On one hand, yet on the other hand, I can also have some sympathy that you know, if you do two or three projects at a time, and then one project develops the problem, or in the modeling, somebody discovers there is a problem, then we get another West Murray snowball effect. So it’s a bit of a double edged sword. I think in first place, it’d be really helpful if we had the best technical resources in this space, which is really scarce, sitting in working at AEMO, and then the AEMO have more capacity to process and connect more projects at the same time.
David Leitch 20:21
Yeah, so I guess Australia must be developing, must be a great place to work whether you want to look at the role of inverters in controlling the system, or the problems of managing these complex grid interactions. Are there enough skills sitting around the place? And are they sitting in the right seats?
Tobias Geiger 20:43
Yeah, that’s a it’s a very good question. I’m sure we could have a beer over that. What we’re seeing is that a lot of the good talent actually leaves the AEMO and then works for turbine suppliers or consultants. And it’d be really great if some of that good talent was sitting at AEMO because it is more helpful when two parties with a very similar skill set and understanding and experience in connection processes would be sitting on either side of the table.

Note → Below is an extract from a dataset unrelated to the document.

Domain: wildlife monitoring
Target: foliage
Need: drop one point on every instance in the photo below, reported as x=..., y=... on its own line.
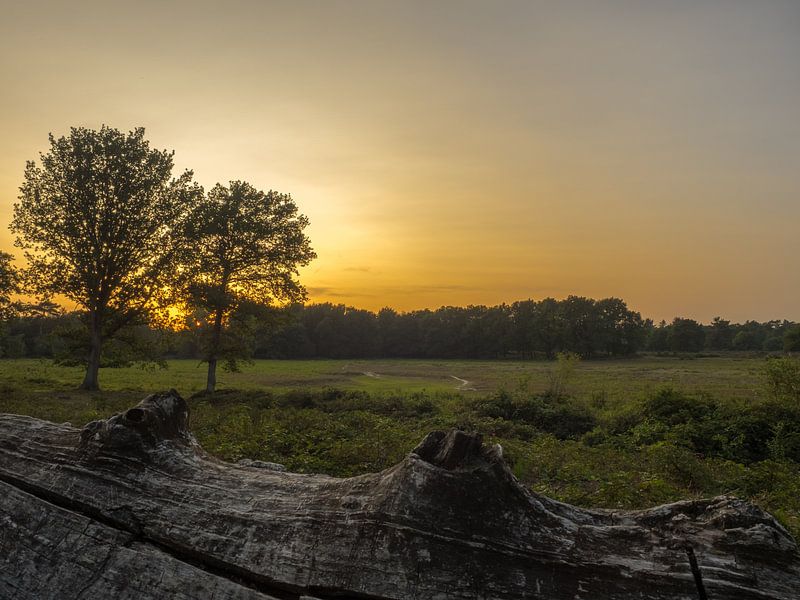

We would see a lot more efficient processes there. And it’s also fair to say that there’s also sometimes a lack of understanding on the generator side, you know, with all the complexity that AEMO and the the network, service providers have to deal with. It’s a matter of probably better communication and making sure that we have the right skill sets, and they are scarce, they’ve been scarce before COVID. And I think with COVID it’s even more difficult, because the influx of good talent from overseas is not there anymore.
David Leitch 21:49
So just before we finish up, I don’t actually get a sense that this is really improving. I mean, people throw terms at me like PSCAD where you have to build this complete model of how things should work. And then when you actually do build it and show that your system works, and that it turns out, that wasn’t actually how it does work anyway. You know, is this going to actually improve in your opinion? Or are we sort of going to sort of sit here in this you know, ……?
Tobias Geiger 22:23
I fear that we will feel more pain for a little bit longer. There is a good argument for actually undertaking more measurements what’s going on in the network. And measure at more points, so that we’re better able to correlate what people are modeling and what is happening in the actual network.

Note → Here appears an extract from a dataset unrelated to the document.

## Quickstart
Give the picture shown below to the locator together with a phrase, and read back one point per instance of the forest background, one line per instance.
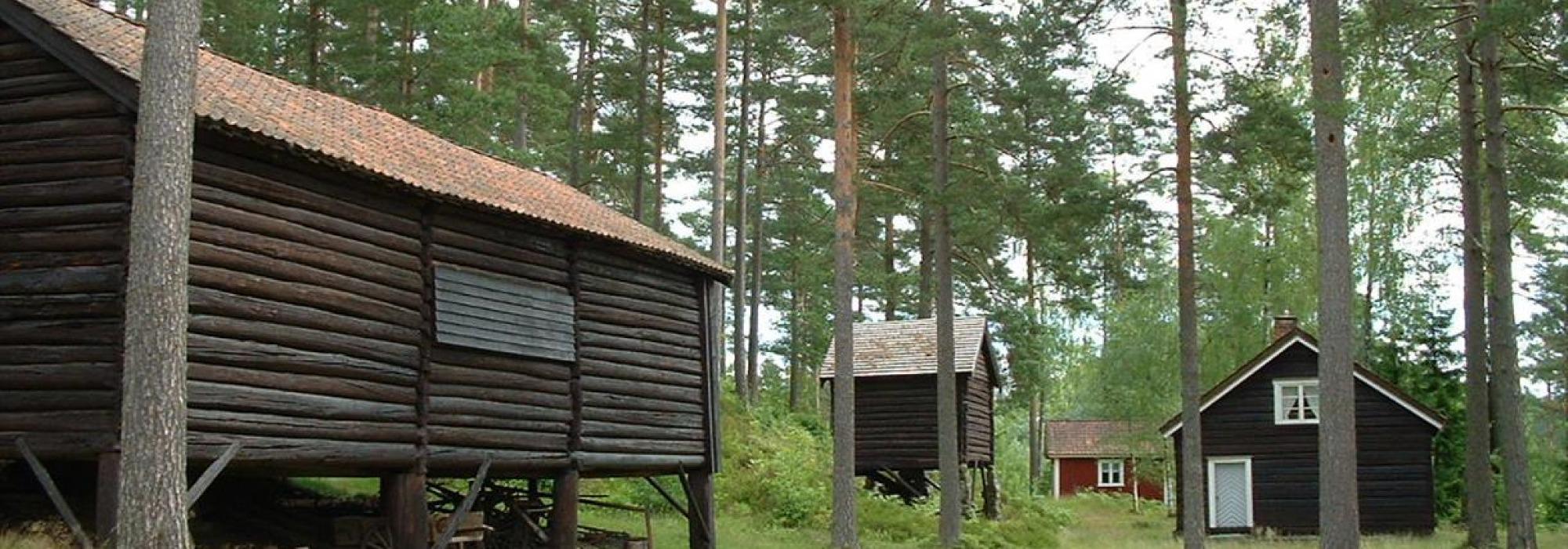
(1062, 181)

Once we start doing that we’ll probably see improvements there in terms of reducing the fear factor a little bit from the people that do the modeling and are quite sure what that’s going to do in a network. Nobody wants to then connect a generator to the network that at the end of the day might cause a blackout.
So we need to find the right balance there between the the PSCAD modeling that happens beforehand, and then afterwards, measuring what the impact really is, and then have the models learn from from what you measure later.
David Leitch 23:18
From what I hear it’s even worse with batteries because they can change what they’re doing so quickly that even the model can’t keep up. That’s a joke. Toby, it’s been great talking to you. I really appreciate hearing from such an experienced operator and someone who has been around the traps a few times. And so I wish you and Westwind every success with the development of Golden Plains ,that seems like it could be a great project.
Tobias Geiger 23:49
Thank you very much, David. And it’s been a great pleasure to be on the podcast with you and I hope our listeners enjoyed this and didn’t didn’t just switch off.